Episode 4 Text manipulation

We learn about text manipulation commands like cut, sort, and uniq. We build sophisticated pipelines to analyze data, including surveys and web logs. We also look briefly at invoking simple text editors from the command line, like nano, gedit, and TextEdit.

18 August 2015

[Rhythmic, dark electronic intro music]

League

Welcome to Episode 4 of Command Line TV.

Today we’re going to talk about cut, uniq and sort, some commands for text processing,

and with me is my co-host, as always, Christian Lopes.

Do you have any questions from last time?

Lopes

I did have one question in terms of – we did a lot of text manipulations,

but what if I just wanted to start with a text file? How would I open one of those files?

League

If you have, like I’ve got in here a text file languages.txt, for example,

and we know we can dump its content out using cat.

cat languages.txt

We can also use things like more or less to see it.

less languages.txt

But if you want to modify the content or create a new file,

what you want to do is open up a text editor.

There are a variety of different text editors available on the command line,

or from the command line, and some of it depends on

what platform you’re on and what’s installed.
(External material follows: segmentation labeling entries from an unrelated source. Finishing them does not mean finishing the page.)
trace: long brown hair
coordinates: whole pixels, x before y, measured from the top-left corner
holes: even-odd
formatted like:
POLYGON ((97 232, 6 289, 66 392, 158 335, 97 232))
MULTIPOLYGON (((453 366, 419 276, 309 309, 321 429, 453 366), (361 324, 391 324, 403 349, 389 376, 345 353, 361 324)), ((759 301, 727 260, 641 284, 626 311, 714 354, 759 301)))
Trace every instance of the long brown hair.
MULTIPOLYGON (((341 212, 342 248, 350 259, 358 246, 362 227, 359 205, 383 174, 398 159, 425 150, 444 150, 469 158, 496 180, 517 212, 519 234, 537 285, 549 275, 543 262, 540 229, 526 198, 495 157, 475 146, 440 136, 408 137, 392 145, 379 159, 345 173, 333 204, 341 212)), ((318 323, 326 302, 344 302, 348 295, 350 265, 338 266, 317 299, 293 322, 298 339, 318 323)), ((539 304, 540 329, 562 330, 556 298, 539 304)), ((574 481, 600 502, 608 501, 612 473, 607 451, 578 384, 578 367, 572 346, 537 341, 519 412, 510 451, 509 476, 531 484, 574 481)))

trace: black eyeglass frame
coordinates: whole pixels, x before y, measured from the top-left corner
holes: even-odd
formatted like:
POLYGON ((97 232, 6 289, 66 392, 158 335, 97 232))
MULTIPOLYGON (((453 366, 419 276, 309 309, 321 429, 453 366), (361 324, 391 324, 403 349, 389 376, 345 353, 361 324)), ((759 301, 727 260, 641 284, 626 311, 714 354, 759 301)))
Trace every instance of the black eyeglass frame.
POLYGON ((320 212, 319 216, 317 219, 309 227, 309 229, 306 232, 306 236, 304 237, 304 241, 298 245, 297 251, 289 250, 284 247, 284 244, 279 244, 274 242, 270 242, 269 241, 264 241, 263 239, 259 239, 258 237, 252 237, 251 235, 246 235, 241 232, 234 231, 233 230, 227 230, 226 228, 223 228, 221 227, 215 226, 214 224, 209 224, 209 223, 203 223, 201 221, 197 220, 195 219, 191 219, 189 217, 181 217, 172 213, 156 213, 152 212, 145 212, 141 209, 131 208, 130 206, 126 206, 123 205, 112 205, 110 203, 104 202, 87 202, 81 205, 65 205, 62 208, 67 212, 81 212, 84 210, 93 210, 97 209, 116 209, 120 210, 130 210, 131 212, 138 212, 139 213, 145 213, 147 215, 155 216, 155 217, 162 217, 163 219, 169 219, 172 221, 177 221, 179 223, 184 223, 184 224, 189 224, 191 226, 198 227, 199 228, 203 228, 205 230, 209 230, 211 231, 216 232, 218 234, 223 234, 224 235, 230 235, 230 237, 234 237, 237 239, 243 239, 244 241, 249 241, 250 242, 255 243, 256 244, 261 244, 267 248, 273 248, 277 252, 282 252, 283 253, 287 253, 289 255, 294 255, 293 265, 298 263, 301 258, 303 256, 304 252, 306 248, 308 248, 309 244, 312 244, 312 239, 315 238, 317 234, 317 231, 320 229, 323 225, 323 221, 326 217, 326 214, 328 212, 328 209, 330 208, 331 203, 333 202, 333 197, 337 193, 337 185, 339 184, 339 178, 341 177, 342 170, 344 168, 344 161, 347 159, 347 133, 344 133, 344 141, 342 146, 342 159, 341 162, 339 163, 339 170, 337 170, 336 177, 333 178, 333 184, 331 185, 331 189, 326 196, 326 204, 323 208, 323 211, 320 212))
But one simple thing that works on almost every platform is a really simple editor called nano.

So if I do nano on languages.txt, it will open up a little editor

nano languages.txt

where it shows me the content of this, and I can move around through it,

but I can also go in here and make changes to it.

Now it’s a little bit unusual the way its commands work. There isn’t a menu.

You can’t really use the mouse like you’re used to because this is a command line-only editor.

But down across the bottom are some hints as to keystrokes that work.

So if you want to save the file – save is what they call “write out” –

you hit ‘control-O’ and it just confirms for you the file name.

You confirm that and press ‘Enter’, and it saved that file,

and then when you want to exit, there’s ‘control-X’.

Now we’re back and that file has been modified. So nano is very simple to use.

But you can also use graphical editors.

Most Ubuntu systems will have gedit installed,

and you can just type “gedit” with the file name.

gedit languages.txt

It will open up a separate window, and you can use your mouse here.

It’s got a menu – this is more like a standard editor.

So we can go in there and make changes and save it and so on.

And then when you exit that, you just go back to the command line.

There might be some messages here from gedit as it ran, but most of them are ignorable.

On a Mac the way to hook into the text edit application is to type open -e.

This means open with ‘TextEdit’, and then you put the file name.

open -e languages.txt

That won’t work here because we’re on Linux but that should do okay on the Mac.

Lopes

Now that we’ve been working on the terminal so much, it’s obvious how important

these text files are. What else can we do with the text files in terms of editing and whatnot?

League

Text files are very important on UNIX systems because a lot of the configuration

and just data is kept in text files.

So we have a lot of commands that are around editing and manipulating text in different ways.

We’re going to look at some of those commands, but first I want to show you one of these

configuration files that’s part of pretty much every UNIX system, and that’s the password file.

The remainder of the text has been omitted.